For the permutation test, we relax the third condition:

3) Similar distributions between the groups: The permutation approach helps us with this assumption and allows valid inferences as long as the two groups have similar shapes and only possibly differ in their centers. In other words, the distributions need not look normal for the procedure to work well.

In the mock jury study, we can assume that the independent observation condition is met because there is no information suggesting that the same subjects were measured more than once or that some other type of grouping in the responses was present (like the subjects were divided in groups and placed in the same room discussing their responses). The equal variance condition might be violated although we do get some lee-way in this assumption and are still able to get reasonable results. The standard deviations are 2.8 vs 4.4, so this difference is not "large" according to the rule of thumb. It is, however, close to being considered problematic. It would be difficult to reasonably assume that the the normality condition is met here (Figure 1-6), that is assumed in the derivation of the parametric procedure, with clear right skews in both groups and potential outliers. The shapes look similar for the two groups so there is less reason to be concerned with using the permutation approach as compared to the parametric approach.
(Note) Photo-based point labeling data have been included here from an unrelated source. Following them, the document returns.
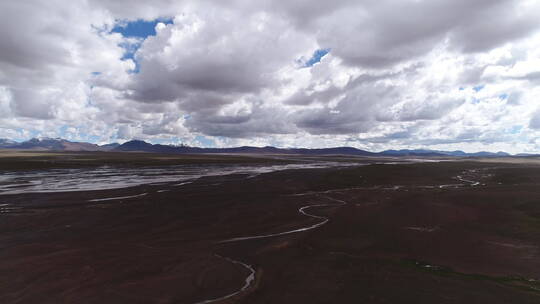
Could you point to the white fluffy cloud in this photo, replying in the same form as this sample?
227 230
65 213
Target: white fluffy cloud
400 74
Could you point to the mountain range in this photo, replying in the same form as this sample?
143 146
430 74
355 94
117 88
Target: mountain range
58 144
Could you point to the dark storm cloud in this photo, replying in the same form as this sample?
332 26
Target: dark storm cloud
233 69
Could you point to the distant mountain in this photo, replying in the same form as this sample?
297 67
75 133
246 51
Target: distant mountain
418 152
142 146
6 142
58 144
489 154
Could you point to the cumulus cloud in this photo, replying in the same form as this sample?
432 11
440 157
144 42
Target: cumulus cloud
442 74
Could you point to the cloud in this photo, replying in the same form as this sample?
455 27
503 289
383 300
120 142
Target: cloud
398 74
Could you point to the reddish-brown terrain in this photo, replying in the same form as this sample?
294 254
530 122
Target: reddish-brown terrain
393 235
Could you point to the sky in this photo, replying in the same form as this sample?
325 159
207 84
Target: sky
372 74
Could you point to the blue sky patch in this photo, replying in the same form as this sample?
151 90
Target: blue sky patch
138 28
479 88
316 57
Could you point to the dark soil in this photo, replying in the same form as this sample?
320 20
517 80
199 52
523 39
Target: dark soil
399 239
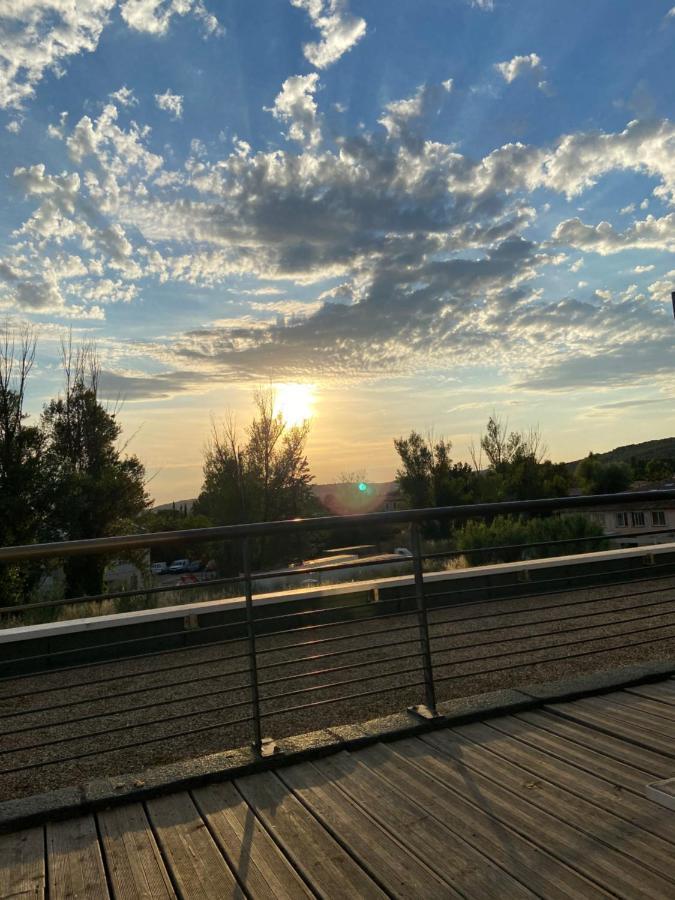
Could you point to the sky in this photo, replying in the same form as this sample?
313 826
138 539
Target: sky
400 213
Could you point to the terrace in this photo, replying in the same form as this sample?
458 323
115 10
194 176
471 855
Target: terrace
460 732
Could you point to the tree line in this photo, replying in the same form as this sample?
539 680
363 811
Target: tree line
65 476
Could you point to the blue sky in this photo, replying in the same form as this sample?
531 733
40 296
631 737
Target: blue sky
420 210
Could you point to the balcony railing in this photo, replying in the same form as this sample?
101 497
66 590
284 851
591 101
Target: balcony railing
295 660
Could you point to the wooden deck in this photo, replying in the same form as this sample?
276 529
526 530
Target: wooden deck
549 803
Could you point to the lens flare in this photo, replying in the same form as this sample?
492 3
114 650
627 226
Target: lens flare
295 402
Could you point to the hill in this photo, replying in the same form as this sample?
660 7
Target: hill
662 448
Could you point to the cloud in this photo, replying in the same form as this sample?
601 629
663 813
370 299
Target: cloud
296 106
400 115
519 65
171 103
38 36
339 30
650 233
154 16
124 97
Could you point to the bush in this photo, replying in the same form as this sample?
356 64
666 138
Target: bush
498 541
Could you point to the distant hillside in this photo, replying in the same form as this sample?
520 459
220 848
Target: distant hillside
663 448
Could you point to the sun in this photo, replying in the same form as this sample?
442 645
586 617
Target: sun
295 402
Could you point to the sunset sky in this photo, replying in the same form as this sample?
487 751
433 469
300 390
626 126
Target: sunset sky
403 213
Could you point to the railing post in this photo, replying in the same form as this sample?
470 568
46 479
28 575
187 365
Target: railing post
263 746
427 710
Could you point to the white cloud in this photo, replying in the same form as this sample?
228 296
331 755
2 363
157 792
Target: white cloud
154 16
171 103
399 115
124 97
38 37
339 30
295 105
650 233
512 68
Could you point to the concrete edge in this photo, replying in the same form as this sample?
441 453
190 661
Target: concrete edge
236 763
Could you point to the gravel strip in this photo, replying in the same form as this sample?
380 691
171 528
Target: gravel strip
65 728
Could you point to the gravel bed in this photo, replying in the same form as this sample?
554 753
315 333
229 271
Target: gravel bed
65 728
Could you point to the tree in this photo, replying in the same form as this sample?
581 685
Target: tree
261 476
96 487
597 477
22 484
428 476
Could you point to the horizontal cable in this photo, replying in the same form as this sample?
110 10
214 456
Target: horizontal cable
334 684
127 726
558 542
126 641
543 662
111 678
552 646
396 687
566 631
543 608
132 744
534 594
114 697
359 665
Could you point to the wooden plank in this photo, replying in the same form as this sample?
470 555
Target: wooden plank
74 859
512 796
588 789
324 864
603 721
639 758
459 838
198 868
252 854
400 872
645 705
134 863
663 691
639 719
615 772
22 864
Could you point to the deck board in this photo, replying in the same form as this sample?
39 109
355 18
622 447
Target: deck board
74 860
259 864
400 872
329 868
550 802
133 859
22 864
196 864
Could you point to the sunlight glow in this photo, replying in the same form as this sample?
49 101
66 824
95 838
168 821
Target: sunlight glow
295 402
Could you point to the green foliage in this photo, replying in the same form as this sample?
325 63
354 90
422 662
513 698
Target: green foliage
597 477
511 531
94 485
262 478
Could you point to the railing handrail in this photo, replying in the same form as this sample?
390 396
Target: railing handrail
259 529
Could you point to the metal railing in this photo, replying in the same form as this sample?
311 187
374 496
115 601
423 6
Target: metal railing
284 658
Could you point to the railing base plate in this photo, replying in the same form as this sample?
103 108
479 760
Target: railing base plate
268 747
423 712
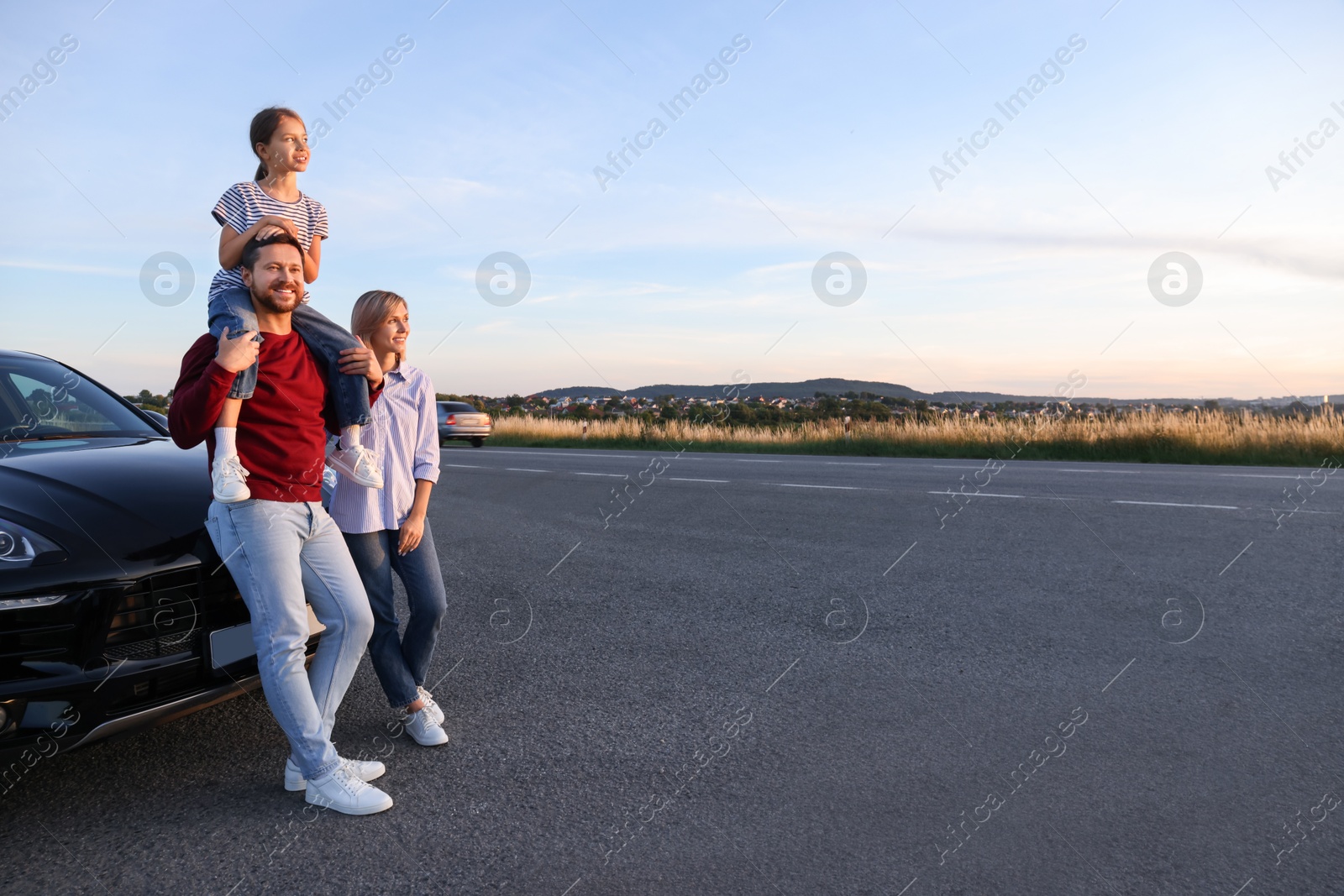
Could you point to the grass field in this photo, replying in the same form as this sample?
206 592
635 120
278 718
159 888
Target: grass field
1202 437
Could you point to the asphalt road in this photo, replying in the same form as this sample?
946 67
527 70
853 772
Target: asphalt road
792 674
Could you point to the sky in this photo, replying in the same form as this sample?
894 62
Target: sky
701 259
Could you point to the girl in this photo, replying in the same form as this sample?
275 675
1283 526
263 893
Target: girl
262 207
386 531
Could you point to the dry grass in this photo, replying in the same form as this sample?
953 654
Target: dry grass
1152 438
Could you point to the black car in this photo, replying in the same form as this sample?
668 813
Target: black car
116 613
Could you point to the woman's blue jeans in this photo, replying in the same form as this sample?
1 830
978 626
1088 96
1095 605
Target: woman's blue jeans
401 663
233 308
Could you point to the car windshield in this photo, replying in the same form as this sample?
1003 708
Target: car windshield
42 399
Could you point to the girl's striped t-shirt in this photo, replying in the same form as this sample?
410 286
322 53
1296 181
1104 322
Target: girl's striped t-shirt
246 203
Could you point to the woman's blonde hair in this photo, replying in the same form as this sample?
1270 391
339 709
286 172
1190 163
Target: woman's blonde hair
371 309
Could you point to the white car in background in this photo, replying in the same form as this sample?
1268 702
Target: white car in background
461 421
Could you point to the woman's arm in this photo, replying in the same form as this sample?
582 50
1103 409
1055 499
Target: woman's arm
413 530
425 465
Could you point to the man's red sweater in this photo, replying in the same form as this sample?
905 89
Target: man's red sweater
281 429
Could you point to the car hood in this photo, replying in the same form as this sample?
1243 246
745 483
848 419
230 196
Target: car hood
120 506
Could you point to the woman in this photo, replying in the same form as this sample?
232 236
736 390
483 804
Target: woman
386 530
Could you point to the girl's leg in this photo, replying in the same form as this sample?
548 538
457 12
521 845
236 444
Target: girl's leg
232 309
351 391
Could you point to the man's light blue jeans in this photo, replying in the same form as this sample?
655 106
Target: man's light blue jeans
280 553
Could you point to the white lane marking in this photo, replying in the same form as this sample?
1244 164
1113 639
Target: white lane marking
1238 557
796 485
1261 476
1326 512
555 453
783 674
564 559
1210 506
900 559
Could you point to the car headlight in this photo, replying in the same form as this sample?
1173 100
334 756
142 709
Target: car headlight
20 547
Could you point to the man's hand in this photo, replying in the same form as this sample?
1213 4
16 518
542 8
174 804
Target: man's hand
239 354
412 532
362 360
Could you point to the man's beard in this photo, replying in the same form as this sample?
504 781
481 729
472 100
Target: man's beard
273 304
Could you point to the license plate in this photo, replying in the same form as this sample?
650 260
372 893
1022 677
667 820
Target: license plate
233 644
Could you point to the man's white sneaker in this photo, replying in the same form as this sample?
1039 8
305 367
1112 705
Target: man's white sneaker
346 793
365 770
228 479
360 464
423 730
434 710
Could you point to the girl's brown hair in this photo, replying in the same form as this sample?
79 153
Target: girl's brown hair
371 309
265 123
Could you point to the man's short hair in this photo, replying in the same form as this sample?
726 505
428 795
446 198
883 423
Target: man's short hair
253 249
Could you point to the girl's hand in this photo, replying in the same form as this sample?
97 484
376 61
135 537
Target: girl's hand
237 354
412 533
363 362
276 221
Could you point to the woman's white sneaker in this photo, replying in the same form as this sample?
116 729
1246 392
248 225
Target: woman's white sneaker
423 730
346 793
228 479
434 710
363 768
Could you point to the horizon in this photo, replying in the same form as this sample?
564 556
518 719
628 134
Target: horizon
685 251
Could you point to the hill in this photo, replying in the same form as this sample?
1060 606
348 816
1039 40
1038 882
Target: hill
837 385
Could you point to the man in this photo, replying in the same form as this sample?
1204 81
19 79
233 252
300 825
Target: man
281 546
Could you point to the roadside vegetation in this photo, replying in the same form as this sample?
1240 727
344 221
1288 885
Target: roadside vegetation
1205 436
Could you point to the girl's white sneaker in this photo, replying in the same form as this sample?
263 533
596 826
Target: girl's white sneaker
360 464
423 730
434 710
228 479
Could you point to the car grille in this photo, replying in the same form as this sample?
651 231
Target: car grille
156 617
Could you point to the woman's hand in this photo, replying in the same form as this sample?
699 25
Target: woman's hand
412 533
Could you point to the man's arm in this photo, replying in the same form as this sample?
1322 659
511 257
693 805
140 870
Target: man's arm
203 385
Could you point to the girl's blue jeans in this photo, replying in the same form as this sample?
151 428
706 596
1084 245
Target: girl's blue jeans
233 308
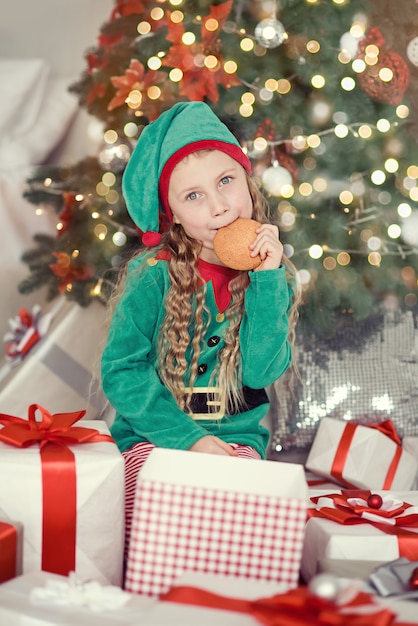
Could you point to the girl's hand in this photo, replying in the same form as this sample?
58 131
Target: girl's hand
268 245
213 445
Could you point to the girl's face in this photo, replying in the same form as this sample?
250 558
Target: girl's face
208 190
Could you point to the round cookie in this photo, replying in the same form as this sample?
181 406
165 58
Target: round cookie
231 244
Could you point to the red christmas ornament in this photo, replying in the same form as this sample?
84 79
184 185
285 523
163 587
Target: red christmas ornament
375 501
413 581
372 80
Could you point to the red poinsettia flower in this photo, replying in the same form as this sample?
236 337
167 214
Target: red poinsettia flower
198 81
97 91
68 271
127 7
135 77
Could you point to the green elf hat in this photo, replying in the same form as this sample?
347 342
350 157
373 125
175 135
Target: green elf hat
185 128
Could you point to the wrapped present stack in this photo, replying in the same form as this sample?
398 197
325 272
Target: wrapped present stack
62 479
51 357
252 541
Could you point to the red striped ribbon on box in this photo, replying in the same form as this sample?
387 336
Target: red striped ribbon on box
54 433
8 550
297 607
387 428
346 510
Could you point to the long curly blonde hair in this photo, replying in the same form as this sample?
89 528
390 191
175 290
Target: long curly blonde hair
187 317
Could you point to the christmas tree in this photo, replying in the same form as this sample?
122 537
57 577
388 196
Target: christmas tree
320 93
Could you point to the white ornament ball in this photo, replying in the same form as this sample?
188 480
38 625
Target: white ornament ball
273 179
349 43
270 33
410 229
114 157
325 586
412 51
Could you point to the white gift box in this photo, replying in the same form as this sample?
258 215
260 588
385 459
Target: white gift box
99 504
11 549
18 607
59 369
368 458
331 542
215 514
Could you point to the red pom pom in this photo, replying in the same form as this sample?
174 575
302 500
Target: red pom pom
413 581
374 501
150 238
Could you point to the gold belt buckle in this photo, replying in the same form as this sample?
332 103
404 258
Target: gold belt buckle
214 400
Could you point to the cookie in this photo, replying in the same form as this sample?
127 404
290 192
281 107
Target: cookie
231 244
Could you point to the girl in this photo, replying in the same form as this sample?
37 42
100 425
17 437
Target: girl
192 344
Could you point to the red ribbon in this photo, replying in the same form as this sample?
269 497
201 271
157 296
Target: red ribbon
54 433
297 607
347 514
387 428
8 551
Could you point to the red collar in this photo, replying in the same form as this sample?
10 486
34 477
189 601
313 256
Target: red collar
220 276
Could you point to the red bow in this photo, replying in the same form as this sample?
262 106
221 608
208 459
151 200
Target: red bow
297 607
59 499
344 512
387 428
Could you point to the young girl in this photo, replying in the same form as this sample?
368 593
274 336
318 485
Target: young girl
192 344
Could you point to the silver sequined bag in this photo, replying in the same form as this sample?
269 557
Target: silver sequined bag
366 373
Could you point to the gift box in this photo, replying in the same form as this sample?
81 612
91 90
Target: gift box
217 514
54 362
67 489
358 456
227 601
11 549
336 538
44 599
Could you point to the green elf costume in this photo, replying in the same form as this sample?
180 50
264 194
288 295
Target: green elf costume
145 409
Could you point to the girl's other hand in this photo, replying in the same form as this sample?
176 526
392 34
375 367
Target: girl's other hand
268 245
213 445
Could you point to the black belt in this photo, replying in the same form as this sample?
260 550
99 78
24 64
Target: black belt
252 399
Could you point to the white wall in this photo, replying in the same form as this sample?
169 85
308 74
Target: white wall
58 31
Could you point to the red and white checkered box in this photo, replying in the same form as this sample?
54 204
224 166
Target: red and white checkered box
218 515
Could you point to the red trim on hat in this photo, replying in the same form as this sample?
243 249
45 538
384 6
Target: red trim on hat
231 149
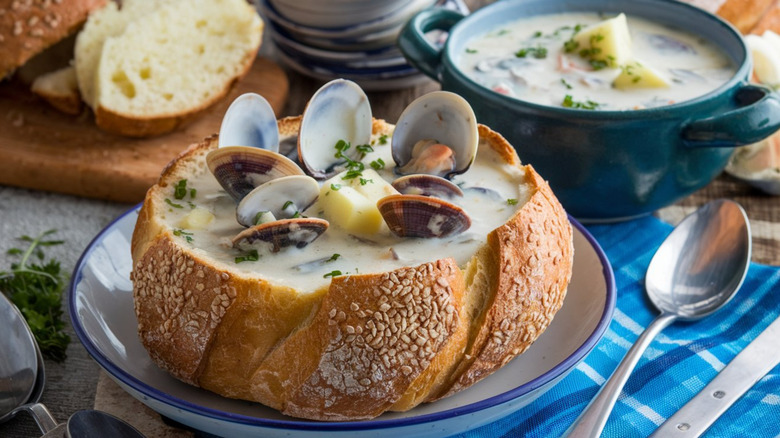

The permutation approach is resistant to impacts of violations of the normality assumption. It is not resistant to impact of violations of any of the other assumptions. In fact, it can be quite sensitive to unequal variances as it will detect differences in the variances of the groups instead of differences in the means. Its scope of inference is limited just like the parametric approach and can lead to similarly inaccurate conclusions in the presence of non-independent observations as for the parametric approach. For our purposes, we hope that seeing the similarity in the methods can help you understand both methods better. In this example, we discover that parametric and permutation approaches provide very similar inferences.

18 On exams, you will be asked to describe the area of interest, sketch a picture of the area of interest and/or note the distribution you would use.

19 In some studies, the same subject might be measured in both conditions and this violates the assumptions of this procedure.